The ECJ decision is likely to have important implications for the question whether drivers can be considered employees. Uber argues that their service is merely the intermediation between drivers and riders and that therefore their drivers are independent contractors. With this decision the ECJ disagrees with Uber's argument.
CANADA: An Uber Eats driver filed a class action seeking recognition as an employee that also has the rights and remedies under the Ontario Employment Standards Act.
The Supreme Court ruled that the assessment of an employee-employer relationship is an employment-related matter. Therefore, an international arbitration procedure is to be precluded - a general clause with Uber provided for an obligation to resolve disputes in front of an arbitrator in the Netherlands. This decision paves the way for a class action in Canada in front of the competent court in Employment disputes. The assessment of the relationship between Uber and its drivers is therefore soon to be discussed by the Court.
Conclusion
There is a trend towards the classification of Uber drivers as employees. A major argument for the qualification as an employee was that Uber has a decisive influence on the conditions of the service. On the other hand, courts argue with the greater flexibility of Uber drivers compared to traditional employees to preclude an employment relationship.
Case law:
(FR) Cour de Cassation, Chambre Sociale. Ruling no. 374 of 4 March 2020 (19-13.316)
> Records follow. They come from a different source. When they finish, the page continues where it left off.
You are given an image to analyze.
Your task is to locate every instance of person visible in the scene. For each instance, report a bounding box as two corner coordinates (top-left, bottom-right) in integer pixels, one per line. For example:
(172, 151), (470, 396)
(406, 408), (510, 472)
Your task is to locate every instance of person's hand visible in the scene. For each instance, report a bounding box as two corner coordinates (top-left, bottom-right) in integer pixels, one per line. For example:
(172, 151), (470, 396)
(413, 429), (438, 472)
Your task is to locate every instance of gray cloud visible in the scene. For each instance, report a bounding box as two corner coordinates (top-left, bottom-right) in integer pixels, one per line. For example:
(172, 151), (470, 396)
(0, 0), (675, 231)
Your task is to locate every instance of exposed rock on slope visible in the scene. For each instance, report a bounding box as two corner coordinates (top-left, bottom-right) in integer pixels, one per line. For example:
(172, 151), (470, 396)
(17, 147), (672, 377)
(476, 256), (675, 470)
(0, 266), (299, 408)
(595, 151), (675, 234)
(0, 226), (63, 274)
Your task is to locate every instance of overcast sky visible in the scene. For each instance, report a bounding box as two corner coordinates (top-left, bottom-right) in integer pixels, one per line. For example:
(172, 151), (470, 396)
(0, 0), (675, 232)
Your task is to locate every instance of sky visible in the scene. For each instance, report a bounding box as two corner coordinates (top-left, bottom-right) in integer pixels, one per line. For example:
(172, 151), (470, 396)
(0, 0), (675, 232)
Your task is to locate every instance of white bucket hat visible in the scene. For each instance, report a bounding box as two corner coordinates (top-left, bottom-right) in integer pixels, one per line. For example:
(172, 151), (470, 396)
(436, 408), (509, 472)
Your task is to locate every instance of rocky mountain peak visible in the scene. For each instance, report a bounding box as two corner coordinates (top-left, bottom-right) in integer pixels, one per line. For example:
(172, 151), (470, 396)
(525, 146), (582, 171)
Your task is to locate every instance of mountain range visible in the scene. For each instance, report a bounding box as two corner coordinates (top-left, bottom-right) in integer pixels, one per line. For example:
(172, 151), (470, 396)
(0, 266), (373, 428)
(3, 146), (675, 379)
(CH) Cour d'appel civile du Canton de Vaud. Ruling no. P317.026539-190917/380 of 23 April 2020
(UK) Supreme Court, Uber BV and others v Aslam and others
(UK) Court of Appeals, Uber and others v Aslam and others, A2/2017/3467
(UK) Employment Appeals Tribunal, Uber and others v Aslam and others
(UK) Employment Tribunal, Aslam and others v Uber and others, marg. 86, 89, 92 93
(AUS) FWC, Mr Michail Kaseris v Rasier Pacific V.O.F (U2017/9452) of 21 December 2017 ; Janaka Namal Pallage v Rasier Pacific Pty Ltd (U2017/13448) of 11 May 2018
(BRA) Tribunal Superior do Trabalho, "Marcio Vieira Jacob x Uber do Brasil Tecnologia Ltda. e outros". Ruling No. TST-RR-1000123-89.2017.5.02.0038 of 07 February 2020, 2, 6 16, 21, 22
(EU) ECJ, case C‑434/15, marg. 33, 34, 35, 37, 39, 40, 48
(CAN) Supreme Court, Uber Technologies Inc. v. Heller, 2020 CSC 16
Legal sources:
(UK) s.230(3)(b) of the Employment Rights Act 1996
(US) Sec. 2 Assembly Bill 5
(AUS) Fair Work Ombudsman, Investigation Report No. 8993 of 7 June 2019.